Joachim Zelter schreibt aus dem Molerhiisle
Jochaim Zelter lebt seit Mitte Februar bis voraussichtlich Mitte Mai als Gisela-Scherer-Stipendiat und Hausacher Stadtschreiberin im Molerhiisle im Breitenbach und schreibt jede Woche für die Leser des Offenburger Tageblatts eine Kolumne:
Darf ich mich vorstellen: Mein Name ist Joachim Zelter, ich bin Schriftsteller und der neue Hausacher Stadtschreiber. Oder um genauer zu sein: Ich bin Träger des Gisela-Scherer-Stipendiums. Ich gebrauche das Wort Träger mit Bedacht. Ich trage das Stipendium, und das Stipendium trägt mich. Es stützt mich und ermöglicht es mir, drei Monate hier in Hausach sein zu dürfen. Es ermöglicht mir auch, weiterhin den Beruf des Schriftstellers ausüben zu können. Dafür bin ich der Stadt und seinen Bewohnern sehr dankbar, ganz besonders auch Gisela Scherer, der großen Ermöglicherin, Begleiterin und Entdeckerin der Literatur.
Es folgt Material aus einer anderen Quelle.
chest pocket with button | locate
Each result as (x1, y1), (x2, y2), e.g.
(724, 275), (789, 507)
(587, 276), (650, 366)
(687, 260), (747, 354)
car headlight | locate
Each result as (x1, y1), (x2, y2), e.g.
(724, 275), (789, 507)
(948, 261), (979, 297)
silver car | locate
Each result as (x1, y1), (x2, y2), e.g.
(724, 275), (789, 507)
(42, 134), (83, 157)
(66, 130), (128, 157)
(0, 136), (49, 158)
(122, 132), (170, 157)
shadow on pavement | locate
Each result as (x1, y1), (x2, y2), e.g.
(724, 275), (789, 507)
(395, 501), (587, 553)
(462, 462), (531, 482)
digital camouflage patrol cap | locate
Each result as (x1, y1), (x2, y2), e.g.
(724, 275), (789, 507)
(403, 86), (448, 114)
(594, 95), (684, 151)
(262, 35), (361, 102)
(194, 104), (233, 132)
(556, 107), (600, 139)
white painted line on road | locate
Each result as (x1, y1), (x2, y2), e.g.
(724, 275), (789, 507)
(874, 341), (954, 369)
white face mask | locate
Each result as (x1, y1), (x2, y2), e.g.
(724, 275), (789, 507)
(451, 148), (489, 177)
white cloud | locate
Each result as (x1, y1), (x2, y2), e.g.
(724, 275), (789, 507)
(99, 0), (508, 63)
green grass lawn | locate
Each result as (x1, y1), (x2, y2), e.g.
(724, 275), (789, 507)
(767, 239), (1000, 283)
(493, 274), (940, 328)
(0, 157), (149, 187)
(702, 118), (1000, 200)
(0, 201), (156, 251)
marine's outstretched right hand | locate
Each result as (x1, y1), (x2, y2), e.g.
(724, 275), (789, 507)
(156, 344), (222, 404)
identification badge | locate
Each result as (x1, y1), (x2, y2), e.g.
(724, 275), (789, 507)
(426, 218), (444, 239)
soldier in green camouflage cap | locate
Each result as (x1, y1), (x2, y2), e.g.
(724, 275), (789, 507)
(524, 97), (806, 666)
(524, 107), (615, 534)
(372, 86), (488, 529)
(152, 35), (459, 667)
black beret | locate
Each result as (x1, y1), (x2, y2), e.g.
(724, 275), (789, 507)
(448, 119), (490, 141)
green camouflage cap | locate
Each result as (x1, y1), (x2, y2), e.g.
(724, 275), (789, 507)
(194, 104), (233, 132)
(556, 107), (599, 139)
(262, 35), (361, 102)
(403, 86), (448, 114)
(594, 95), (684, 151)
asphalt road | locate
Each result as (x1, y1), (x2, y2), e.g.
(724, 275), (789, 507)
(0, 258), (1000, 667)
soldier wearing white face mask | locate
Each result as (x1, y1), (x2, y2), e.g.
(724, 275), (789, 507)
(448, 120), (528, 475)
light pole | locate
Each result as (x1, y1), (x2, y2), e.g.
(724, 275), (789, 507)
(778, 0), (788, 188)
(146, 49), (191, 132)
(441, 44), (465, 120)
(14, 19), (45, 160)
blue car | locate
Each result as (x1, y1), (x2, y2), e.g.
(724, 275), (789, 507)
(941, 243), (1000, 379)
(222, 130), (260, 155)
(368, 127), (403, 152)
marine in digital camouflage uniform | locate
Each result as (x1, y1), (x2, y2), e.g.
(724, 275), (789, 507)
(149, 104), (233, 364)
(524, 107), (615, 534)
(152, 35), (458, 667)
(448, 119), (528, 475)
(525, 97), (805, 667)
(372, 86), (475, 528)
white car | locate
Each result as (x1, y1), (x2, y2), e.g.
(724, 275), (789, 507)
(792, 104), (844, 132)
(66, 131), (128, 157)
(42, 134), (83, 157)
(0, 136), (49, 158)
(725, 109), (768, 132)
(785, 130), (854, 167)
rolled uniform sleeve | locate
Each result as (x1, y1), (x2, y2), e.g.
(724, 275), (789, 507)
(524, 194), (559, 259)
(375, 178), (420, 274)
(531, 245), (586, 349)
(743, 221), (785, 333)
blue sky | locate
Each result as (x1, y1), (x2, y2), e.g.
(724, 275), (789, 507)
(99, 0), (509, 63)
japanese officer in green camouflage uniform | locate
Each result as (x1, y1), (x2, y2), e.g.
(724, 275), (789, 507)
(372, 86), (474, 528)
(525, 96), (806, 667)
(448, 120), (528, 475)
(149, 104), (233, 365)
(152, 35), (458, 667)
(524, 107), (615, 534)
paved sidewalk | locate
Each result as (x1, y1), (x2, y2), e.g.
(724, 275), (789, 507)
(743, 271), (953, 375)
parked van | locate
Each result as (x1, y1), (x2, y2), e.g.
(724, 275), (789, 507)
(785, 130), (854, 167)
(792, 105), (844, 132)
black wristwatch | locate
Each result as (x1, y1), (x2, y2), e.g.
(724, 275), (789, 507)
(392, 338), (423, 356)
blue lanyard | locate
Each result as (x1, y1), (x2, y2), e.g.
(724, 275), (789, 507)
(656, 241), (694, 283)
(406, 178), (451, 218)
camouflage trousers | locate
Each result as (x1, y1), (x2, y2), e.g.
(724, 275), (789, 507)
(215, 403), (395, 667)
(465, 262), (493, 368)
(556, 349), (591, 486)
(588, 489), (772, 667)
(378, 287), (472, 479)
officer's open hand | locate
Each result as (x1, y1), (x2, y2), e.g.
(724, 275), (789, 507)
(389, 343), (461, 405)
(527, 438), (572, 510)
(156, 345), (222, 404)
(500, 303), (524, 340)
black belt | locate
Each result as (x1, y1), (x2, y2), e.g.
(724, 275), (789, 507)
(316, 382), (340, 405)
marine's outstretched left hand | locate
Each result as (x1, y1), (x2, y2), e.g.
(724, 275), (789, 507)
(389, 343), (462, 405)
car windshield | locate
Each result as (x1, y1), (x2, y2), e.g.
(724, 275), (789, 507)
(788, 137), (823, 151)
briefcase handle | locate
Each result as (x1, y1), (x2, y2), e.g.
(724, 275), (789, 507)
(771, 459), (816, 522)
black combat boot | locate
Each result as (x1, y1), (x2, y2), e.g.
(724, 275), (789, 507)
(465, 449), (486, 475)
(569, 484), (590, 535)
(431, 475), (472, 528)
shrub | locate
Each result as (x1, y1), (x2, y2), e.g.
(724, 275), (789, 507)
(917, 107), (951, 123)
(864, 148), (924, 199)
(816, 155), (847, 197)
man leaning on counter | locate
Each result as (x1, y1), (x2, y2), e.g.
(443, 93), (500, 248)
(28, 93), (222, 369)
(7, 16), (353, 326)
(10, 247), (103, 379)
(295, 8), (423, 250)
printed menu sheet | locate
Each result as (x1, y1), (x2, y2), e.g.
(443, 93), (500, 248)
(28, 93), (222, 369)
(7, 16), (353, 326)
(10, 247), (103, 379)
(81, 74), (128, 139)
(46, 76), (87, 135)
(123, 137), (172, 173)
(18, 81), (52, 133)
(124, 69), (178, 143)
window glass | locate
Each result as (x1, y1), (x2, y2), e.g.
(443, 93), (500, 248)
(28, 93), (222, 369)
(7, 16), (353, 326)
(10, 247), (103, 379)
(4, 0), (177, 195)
Ich komme aus Tübingen, und man sagt über Tübingen, es gebe dort unzählige Autoren, mehr Autoren als es Brillengeschäfte oder Bäckereien gebe, und es stimmt: Es gibt in Tübingen eine gewaltige Zahl lebender oder verstorbener Autoren. Man kann dort kaum eine Straße überqueren, ohne mit irgendeinem Autoren zusammenzustoßen: ob nun Lyriker, Roman- oder Theaterautor – oder alles drei in einer Person vereint. Überall stößt man in Tübingen auf Autoren.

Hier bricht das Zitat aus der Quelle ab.